For brands facing transphobic backlash, walking back inclusive campaigns may be “shortsighted”
For brands facing transphobic backlash, walking back inclusive campaigns may be “shortsighted”
For a decade or so, it’s been common practice for big companies to show their support for LGBTQ customers or — depending on how you look at it — chase their dollars and cultivate brand loyalty during Pride Month. But this year has been different. Inclusive marketing campaigns are drawing social media backlash and even boycotts, and some brands appear to be caving to the pressure.
Target pulled certain products from its Pride collection, citing confrontational behavior by shoppers and the need to protect its employees. Bud Light walked back its brief collaboration with a transgender TikTok influencer, but that didn’t stop it from losing its long-held status as America’s best-selling beer. The brand’s parent company, Anheuser-Busch, issued a quasi-apology for simply doing business with a trans person, but that doesn’t seem to have appeased transphobic boycotters. At the same time, it appears to have alienated LGBTQ people and their allies.
“When Kid Rock took out an automatic weapon and shot up a case of beer, you did not see anyone from Anheuser-Busch saying, ‘Hey this isn’t OK,’” said Mark Robertson, who has been watching these events play out from Chicago. He co-owns four LGBTQ bars in the city that used to serve a lot of Anheuser-Busch products until that apologetic statement from the CEO prompted Robertson to cut ties.
“Having a brand that was so enveloped in the hate and not condemning the hate is not something that we would feel comfortable having in our spaces,” he said. “We spent thousands of dollars redoing menus and signage and things like that to completely remove them from the premises.”
For as long as companies have been marketing to LGBTQ people — and they’ve been doing it for decades — those companies have had to choose whether and how to respond to anti-gay backlash.

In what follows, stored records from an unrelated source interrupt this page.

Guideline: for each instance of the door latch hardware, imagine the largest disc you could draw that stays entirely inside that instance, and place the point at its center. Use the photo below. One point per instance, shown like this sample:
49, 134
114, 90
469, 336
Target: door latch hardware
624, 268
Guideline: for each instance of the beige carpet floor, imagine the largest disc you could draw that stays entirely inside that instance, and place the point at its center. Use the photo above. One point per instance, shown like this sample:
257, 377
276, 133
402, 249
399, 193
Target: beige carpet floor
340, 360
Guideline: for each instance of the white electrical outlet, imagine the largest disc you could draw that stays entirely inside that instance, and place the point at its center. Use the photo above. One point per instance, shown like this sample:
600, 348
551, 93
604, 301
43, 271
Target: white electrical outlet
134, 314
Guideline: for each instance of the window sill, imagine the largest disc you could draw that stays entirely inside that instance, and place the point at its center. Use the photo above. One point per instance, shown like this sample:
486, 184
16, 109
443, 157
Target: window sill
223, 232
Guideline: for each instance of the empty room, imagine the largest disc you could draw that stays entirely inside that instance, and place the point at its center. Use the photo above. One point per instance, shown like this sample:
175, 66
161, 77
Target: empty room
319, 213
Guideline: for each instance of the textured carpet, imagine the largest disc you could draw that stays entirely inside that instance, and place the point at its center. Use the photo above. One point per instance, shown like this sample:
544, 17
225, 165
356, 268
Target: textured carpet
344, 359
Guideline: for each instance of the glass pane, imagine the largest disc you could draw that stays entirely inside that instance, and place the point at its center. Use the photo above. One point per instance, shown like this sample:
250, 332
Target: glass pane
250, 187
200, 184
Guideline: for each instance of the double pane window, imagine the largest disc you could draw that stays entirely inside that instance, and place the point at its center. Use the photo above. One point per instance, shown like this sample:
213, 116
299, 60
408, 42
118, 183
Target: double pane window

“I had received hate mail. I was called all kinds of names. We had boycott petitions,” said Tim Bennett, an inclusive marketing expert and the brains behind Subaru’s 15-year campaign advertising its cars to LGBTQ people — emphasis on the “L.”
In the ’90s, Bennett said, the company recognized that its cars were especially popular with lesbians. So it started making ads that spoke directly to those consumers.
“There’s one that said, ‘Different drivers, different roads, one car.’ If you were LGBTQ and you looked a little closer, there was a license plate that said ‘XENA LOVER,’” Bennett said, referencing the ’90s TV series “Xena: Warrior Princess.” “And Xena was a huge icon, particularly with lesbians.”
But this “if you know, you know” style of targeted advertising wasn’t totally covert. Anti-gay groups took notice, and when the hate mail and boycott threats rolled in, Bennett said, Subaru stayed the course.
“What I always used to say at Subaru was, ‘We sell our products to a smart, educated consumer that celebrates diversity.’ And just leave it at that,” Bennett said.
He added that companies can’t please every consumer, and those facing transphobic flak now would do well to remember why they engaged in inclusive marketing to begin with: to sell stuff.
Joanna Schwartz, a professor of marketing at Georgia College & State University who specializes in LGBTQ marketing, said consumers will remember this moment.
“As a company, when this happened, did you stand up for people? Or did you pull back and try to minimize the fact that this is a group that you care about?” Schwartz said.
She said anti-trans activists are emboldened by the “extreme nature of the political environment” around LGBTQ issues right now, and they’re doing a lot of damage to some companies’ bottom lines. Still, Schwartz called pulling back inclusive products and campaigns “shortsighted.” Especially considering that polling finds 1 in 5 Gen Z adults identifies as LGBT.
“When you’re looking at this as a marketplace issue, the young consumers who are coming up are more likely to be out than the population as a whole,” Schwartz said. “And those are the consumers that you want to make sure that you satisfy, right?”
Consumers like Ashley Welch, who’s 26 and lives in Seattle.
“I very, very much care where my dollar is going,” Welch said — and lately they are especially keen to spend with companies that loudly support transgender rights. They see companies walking back trans-inclusive campaigns as capitulating to the demands of a hate movement.
“If it no longer seems profitable for [those companies], they will show me who they really are, which is not an ally of my community,” Welch said.
Welch was never much of a Bud Light drinker to begin with (more of a hard seltzer person) but they said they’ll definitely be spending less money at Target now. They used to feel good about shopping in a store that put inclusive displays front and center and sponsored parades during Pride Month. Now, those shows of support feel superficial.